Search code examples
pythonboost-pythonpypycppyy

How to use cppyy to embed Python instead of boost-python


I am currently using boost-python to embed a Python interpreter into my C++ application and facilitate passing data from the executed Python process to the running C++ application through the boost-python bindings, as per https://www.boost.org/doc/libs/1_75_0/libs/python/doc/html/tutorial/tutorial/embedding.html

I have some troubles with respect to performance, especially when calling wrapped functions with a large number of arguments, the overhead of parsing and boxing all those arguments for "passing" to the C++ "side" is considerable.

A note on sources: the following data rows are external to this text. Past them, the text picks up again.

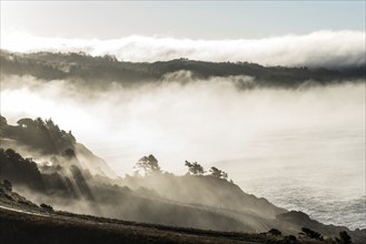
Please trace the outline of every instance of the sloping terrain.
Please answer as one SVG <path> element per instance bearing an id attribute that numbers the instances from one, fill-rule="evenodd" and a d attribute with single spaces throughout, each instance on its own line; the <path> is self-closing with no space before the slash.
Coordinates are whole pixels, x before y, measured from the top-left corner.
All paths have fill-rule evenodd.
<path id="1" fill-rule="evenodd" d="M 132 63 L 118 61 L 112 55 L 91 57 L 86 53 L 14 53 L 1 50 L 2 75 L 31 75 L 42 80 L 73 80 L 86 82 L 89 88 L 106 88 L 111 82 L 136 85 L 164 80 L 165 75 L 181 70 L 189 71 L 194 78 L 251 77 L 257 85 L 297 88 L 306 81 L 329 83 L 365 79 L 365 67 L 344 69 L 308 69 L 263 67 L 248 62 L 205 62 L 178 59 L 154 63 Z M 245 80 L 238 87 L 247 88 Z"/>

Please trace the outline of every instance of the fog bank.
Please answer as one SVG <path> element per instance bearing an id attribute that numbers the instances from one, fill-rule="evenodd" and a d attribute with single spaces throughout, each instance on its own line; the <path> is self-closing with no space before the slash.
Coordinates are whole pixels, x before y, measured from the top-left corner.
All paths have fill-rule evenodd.
<path id="1" fill-rule="evenodd" d="M 1 113 L 11 122 L 52 118 L 120 175 L 150 153 L 164 170 L 182 172 L 185 160 L 243 159 L 264 133 L 365 124 L 364 83 L 238 90 L 237 78 L 171 82 L 178 77 L 190 79 L 179 73 L 161 84 L 106 91 L 12 77 L 1 88 Z"/>
<path id="2" fill-rule="evenodd" d="M 23 40 L 27 40 L 24 42 Z M 62 39 L 7 32 L 1 49 L 19 52 L 83 51 L 92 55 L 115 54 L 133 62 L 188 58 L 205 61 L 248 61 L 261 65 L 339 68 L 365 64 L 365 32 L 317 31 L 265 39 L 192 40 L 171 37 L 130 35 L 120 39 Z"/>

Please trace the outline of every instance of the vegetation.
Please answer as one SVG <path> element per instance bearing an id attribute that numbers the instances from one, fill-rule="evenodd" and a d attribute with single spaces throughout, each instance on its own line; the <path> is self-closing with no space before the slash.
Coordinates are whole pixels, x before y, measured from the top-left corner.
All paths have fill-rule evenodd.
<path id="1" fill-rule="evenodd" d="M 320 233 L 317 233 L 310 228 L 303 227 L 301 231 L 309 237 L 315 240 L 323 240 L 323 236 Z"/>
<path id="2" fill-rule="evenodd" d="M 1 50 L 1 73 L 4 75 L 32 75 L 42 80 L 87 81 L 91 87 L 106 87 L 106 82 L 123 85 L 159 81 L 167 73 L 186 70 L 196 78 L 249 75 L 256 85 L 297 88 L 313 80 L 320 84 L 335 81 L 364 79 L 365 65 L 345 67 L 339 70 L 263 67 L 248 62 L 205 62 L 176 59 L 154 63 L 131 63 L 118 61 L 116 57 L 91 57 L 86 53 L 13 53 Z M 100 82 L 103 81 L 103 82 Z M 270 82 L 269 82 L 270 81 Z M 238 82 L 247 89 L 247 82 Z"/>
<path id="3" fill-rule="evenodd" d="M 217 169 L 216 166 L 211 166 L 211 169 L 209 171 L 211 173 L 210 175 L 214 177 L 225 179 L 225 180 L 227 180 L 227 177 L 228 177 L 226 172 Z"/>
<path id="4" fill-rule="evenodd" d="M 271 235 L 281 235 L 283 233 L 280 231 L 278 231 L 277 228 L 270 228 L 268 231 L 269 234 Z"/>
<path id="5" fill-rule="evenodd" d="M 156 173 L 161 173 L 159 162 L 152 154 L 148 156 L 142 156 L 136 164 L 137 169 L 141 169 L 145 172 L 145 175 L 151 175 Z M 139 170 L 138 170 L 139 172 Z"/>
<path id="6" fill-rule="evenodd" d="M 46 211 L 53 211 L 53 207 L 51 205 L 46 204 L 46 203 L 41 203 L 39 206 L 41 209 L 46 210 Z"/>
<path id="7" fill-rule="evenodd" d="M 10 181 L 3 180 L 2 185 L 3 185 L 3 189 L 6 191 L 8 191 L 8 192 L 11 192 L 12 191 L 12 184 L 10 183 Z"/>
<path id="8" fill-rule="evenodd" d="M 339 232 L 339 238 L 336 238 L 339 244 L 352 244 L 352 237 L 348 235 L 346 231 Z"/>
<path id="9" fill-rule="evenodd" d="M 185 165 L 188 166 L 188 173 L 192 175 L 202 175 L 205 174 L 204 167 L 197 162 L 190 163 L 188 161 L 185 162 Z"/>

I checked alternatives to boost-python, for example pybind11, which can also be embedded, but the performance is unlikely to improve. I also found out about cppyy, but from the documentation I am at loss as how to facilitate embedding an interpreter into my program, or rather, how I should convert my current approach of an embedded interpreter to be able to use cppyy. My aim in trying out cppyy is to check whether using cppyy and/or PyPy as an interpreter can increase the performance of my code, since neither boost-python nor pybind11 support embedding PyPy.

Can anyone give any pointers in how to replace an embedded Python interpreter using boost-python with cppyy?


Solution

  • The cppyy embedding interface isn't documented yet because it's not functional on PyPy/cppyy (which seems to be what you're asking for most specifically), only for CPython. And for the latter, I don't necessarily see whether/how it would be faster than boost.python or pybind11, as it still relies on boxing variables and the C-API to call into Python. Potentially, C++ type lookups are faster, but that would be all.

    You can play with it rather easily to get some performance numbers first by calling into Python from C++ (Cling) from cppyy and see how it looks. Here's a trivial example:

    import cppyy
    import time
    
    N = 10000000
    
    def pycall(a):
        return a
    
    cppyy.cppdef("""\
    int (*ptr)(int) = 0;
    void func(uint64_t N) {
        for (uint64_t i = 0; i < N; ++i)
            ptr(1);
    }""")
    
    cppyy.gbl.ptr = pycall
    
    ts = time.perf_counter()
    cppyy.gbl.func(N)
    print('time per call:', (time.perf_counter()-ts)/N)
    

    To use your own code and types, rather than int, just include headers with cppyy.include and load libraries with cppyy.load_library(). Both Cling on the C++ side and cppyy on the Python side will then have full access, so you can use the types in the callback.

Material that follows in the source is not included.